One reason for extra caution is that while tax-deduction incentives might be one thing, outright "purchase" of development rights is something else. The latter could spark a whole new round of real-estate speculation, like making the state an "offer it can't refuse -- or else!" The state land purchase agency has already run into this kind of attitude from some of those who have offered their land to the state for outright purchase. Does the state now want to engage in this kind of bargaining with those "who want to eat their cake and have it too"? Because, let's face it, why should public money be used to finance non-development of land from which the public itself is excluded? In Michigan we've already seen the public fleeced by mineral rights holders for "takings" of speculative profits from land that Federal law forbade to be drilled. But at least the land in question was public land. Now are we going to see payments made to private owners for speculative "takings" on land that hasn't been "took"? (Kind of reminds you of all the payments made to farmers for not growing crops!)
This is not to say there shouldn't be some incentives for non-development of privately-held land. Certainly tax write-offs seem reasonable.
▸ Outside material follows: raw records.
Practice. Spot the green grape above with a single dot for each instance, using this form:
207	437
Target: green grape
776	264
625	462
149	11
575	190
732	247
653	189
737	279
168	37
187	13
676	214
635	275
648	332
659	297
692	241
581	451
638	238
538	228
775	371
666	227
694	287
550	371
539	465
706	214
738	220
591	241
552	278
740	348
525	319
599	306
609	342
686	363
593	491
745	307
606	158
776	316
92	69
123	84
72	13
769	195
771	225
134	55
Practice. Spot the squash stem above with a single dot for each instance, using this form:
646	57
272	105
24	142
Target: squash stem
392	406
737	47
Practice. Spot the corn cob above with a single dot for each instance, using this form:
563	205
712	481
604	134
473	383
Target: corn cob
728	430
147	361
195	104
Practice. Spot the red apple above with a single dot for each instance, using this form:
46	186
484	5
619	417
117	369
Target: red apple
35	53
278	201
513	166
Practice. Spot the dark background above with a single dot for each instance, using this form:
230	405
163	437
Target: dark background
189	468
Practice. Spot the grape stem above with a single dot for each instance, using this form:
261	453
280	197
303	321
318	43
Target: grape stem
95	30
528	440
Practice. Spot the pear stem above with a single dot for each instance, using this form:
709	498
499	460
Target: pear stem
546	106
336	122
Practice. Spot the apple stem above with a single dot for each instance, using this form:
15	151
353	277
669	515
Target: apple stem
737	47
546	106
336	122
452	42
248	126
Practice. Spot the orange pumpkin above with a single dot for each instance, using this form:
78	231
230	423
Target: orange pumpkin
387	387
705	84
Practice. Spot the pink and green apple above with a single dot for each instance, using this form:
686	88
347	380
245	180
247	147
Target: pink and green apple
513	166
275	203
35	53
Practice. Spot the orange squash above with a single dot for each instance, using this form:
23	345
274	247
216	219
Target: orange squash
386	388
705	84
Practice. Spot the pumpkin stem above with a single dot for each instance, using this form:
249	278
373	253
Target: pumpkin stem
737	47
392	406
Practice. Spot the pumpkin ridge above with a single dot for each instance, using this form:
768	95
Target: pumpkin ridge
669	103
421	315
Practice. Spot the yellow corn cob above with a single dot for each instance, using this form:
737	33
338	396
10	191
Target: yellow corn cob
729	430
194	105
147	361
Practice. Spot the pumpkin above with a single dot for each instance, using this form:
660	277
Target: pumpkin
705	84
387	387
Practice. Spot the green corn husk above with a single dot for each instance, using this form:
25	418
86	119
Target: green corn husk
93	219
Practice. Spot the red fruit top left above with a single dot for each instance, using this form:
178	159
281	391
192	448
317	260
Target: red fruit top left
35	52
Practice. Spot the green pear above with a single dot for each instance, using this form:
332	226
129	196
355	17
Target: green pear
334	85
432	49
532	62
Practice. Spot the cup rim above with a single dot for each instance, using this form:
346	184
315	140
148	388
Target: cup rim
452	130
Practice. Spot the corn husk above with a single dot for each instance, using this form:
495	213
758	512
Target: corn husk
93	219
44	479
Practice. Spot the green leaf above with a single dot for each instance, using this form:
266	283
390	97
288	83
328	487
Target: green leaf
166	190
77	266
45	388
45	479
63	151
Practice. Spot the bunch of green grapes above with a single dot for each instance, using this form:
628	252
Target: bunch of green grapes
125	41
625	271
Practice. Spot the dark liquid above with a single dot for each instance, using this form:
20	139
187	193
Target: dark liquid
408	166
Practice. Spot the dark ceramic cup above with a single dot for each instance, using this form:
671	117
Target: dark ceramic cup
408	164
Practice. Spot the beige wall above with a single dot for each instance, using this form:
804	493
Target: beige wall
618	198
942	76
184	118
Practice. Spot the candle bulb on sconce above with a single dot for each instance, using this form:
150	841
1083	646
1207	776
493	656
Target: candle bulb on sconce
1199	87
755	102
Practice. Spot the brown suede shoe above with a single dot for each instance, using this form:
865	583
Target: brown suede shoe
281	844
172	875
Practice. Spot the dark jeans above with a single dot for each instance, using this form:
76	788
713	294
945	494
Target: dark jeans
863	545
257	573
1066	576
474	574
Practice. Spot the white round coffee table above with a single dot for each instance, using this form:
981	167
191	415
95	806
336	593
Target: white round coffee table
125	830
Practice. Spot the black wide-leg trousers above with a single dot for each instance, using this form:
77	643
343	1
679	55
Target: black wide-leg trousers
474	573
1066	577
Or even how-about state (DNR) payment of all or at least part of local property taxes on land that is so set aside? It seems to me that this might be a reasonable compromise, especially if there were some sort of clause in the agreement that would oblige the land-owner, if the land is ever sold in the future, to give the state the first right of option to buy the land at fair market price -- less past taxes paid.
True, such an agreement between a private land-owner and the state is probably not fool-proof and the land-owner might want to insist, if such were possible as part of any such agreement, that the development rights given to the state do not include any rights to clear-cutting, something that the Headwaters Conservancy and many other similar land conservancy organizations insist upon. In fact, this might be the strongest argument for going with the private organizations rather than any offer made by a state agency. The private conservancies offer legal protection of your land in perpetuum. The state agencies, unless circumscribed by further legal restraints, like those promoted by the conservancies, are most likely to administer the development rights according to the prevailing political pressures of the moment.
This is particularly seen, I think, when it comes to timber harvesting. Recent studies have shown that logging, particularly clear-cutting, degrades the environment significantly more than does recreational development or even road-building. (Although this hardly seems like a surprising new finding -- after all, how many roads or summer cottages were along the AuSable when the grayling became extinct?) Yet the clear-cutting continues, or with the latest "wood-products" industry -- the real "timber" now for the most part long- gone -- with its heavy equipment dominated harvesting on the increase, especially on public or state-administered land, suggests that anyone who is truly conservation-minded will do his or her utmost to keep their land out of the hands of the developers and the state's industrialists, and under their own control.
However, life being as short as it is, and the environment being as fragile as it is, we all should seek to do the next best thing. Prudence, as well as increasing experience, suggests that land conservancies, along with conservation easements, might be that next best thing.